Ya sé que tu dolor es especial, que nadie más ha sentido lo que sientes tú, que tu abismo es el más oscuro y tus aullidos los más silenciosos. Sé que hay un cansancio, un agotamiento de ser y de estar, unas ganas de abrir la llave y que se vaya la pena entre hilillos transparentes, por la coladera. He estado ahí a los trece, a los veinte y a los treinta, respirando con dificultad, preguntándome si habrá nadas mejores que los algos que no pasan y se entierran en las plantas de los pies con cada paso, hasta que parece que cualquier vereda está espinada, envenenada, y que nos rechaza el andar. Viví el recordar que ansiamos olvido, el rechazo que ansiamos masacre, el hueco que ansiamos absoluto para dejar de sentirlo todo. En esos tiempos fumábamos, tomábamos, escuchábamos a las canciones tristes. Mi tortura era leerme las cartas, llenas siempre de los símbolos que ya conocía, del rey perdido, el cuchillo enterrado, la niñez asesinada, la reina de corazones tristes, el cero de tréboles. Actuar otra vez la obra, buscar si el protagonista pudo actuar distinto, si la suma de los elementos pudo dar un resultado más luminoso, navegar por las mismas aguas ya rancias, ya algadas, para buscar los cadáveres de los peces. Así me lesionaba: recorriendo el mismo círculo hasta convertir la tierra en movediza, hasta hundirme, llenándome los ojos, la nariz y la garganta de negrura.
Tú, Anónima, te pones navajas en los dedos y atraviesas la frontera de la carne para ver qué más hay. Dices que te alivia, que así hasta los peores dolores toman siesta, que hoy no hay sanguijuelas y entonces hay que purgar la negrura del alma, darle alas a la sangre. Dices que así te perteneces y te aterrizas, que no hay terror más grande que el silencio y que necesitas el testimonio de la herida y el de la curación para poder despertar mañana, ayer. Anónima adolescente: tú llevas en la bolsa la cuchilla envuelta como quien lleva el vicio, como quien lleva al mejor amigo, encogido y avergonzado: el dolor. Te sangras y te das a las cloacas, alimentando a donde no hay hambre por el hambre que tienes.

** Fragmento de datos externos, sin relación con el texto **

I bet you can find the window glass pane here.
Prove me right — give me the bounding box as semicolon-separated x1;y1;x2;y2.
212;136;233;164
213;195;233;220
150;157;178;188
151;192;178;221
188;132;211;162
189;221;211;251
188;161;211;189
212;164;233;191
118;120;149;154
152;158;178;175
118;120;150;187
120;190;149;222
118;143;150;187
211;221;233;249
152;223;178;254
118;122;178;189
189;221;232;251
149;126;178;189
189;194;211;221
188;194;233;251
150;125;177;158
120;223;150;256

Me dueles como me dolí, como me duelo al recordarme y querer consolarme cuando yo era quien eres hoy: la que no cree que la noche tiene que terminar y que la paciencia, que reseca la lengua a cada vuelta de la manecilla, está secando ríos contaminados y purificándolo todo, volviéndote desierto para que un oasis tenga donde nacer, a partir de la primera gota de agua que halles ahí, más adentro de la carne que te arañas, más allá de la curación que anhelas.
Anónima de huesos pequeños, de pasado breve y futuro infinito: quiero amarrarte las manos y arrastrarte hasta el oráculo, quiero que me veas en tu espejo y comprendas que ahí viene el mañana, que traces cuadrículas en otra parte y sonrías, después, al pensarte. Quiero intocado el envase de tu alma, quiero la navaja quebrada y enterrada bajo las piedras para que nada de ella germine.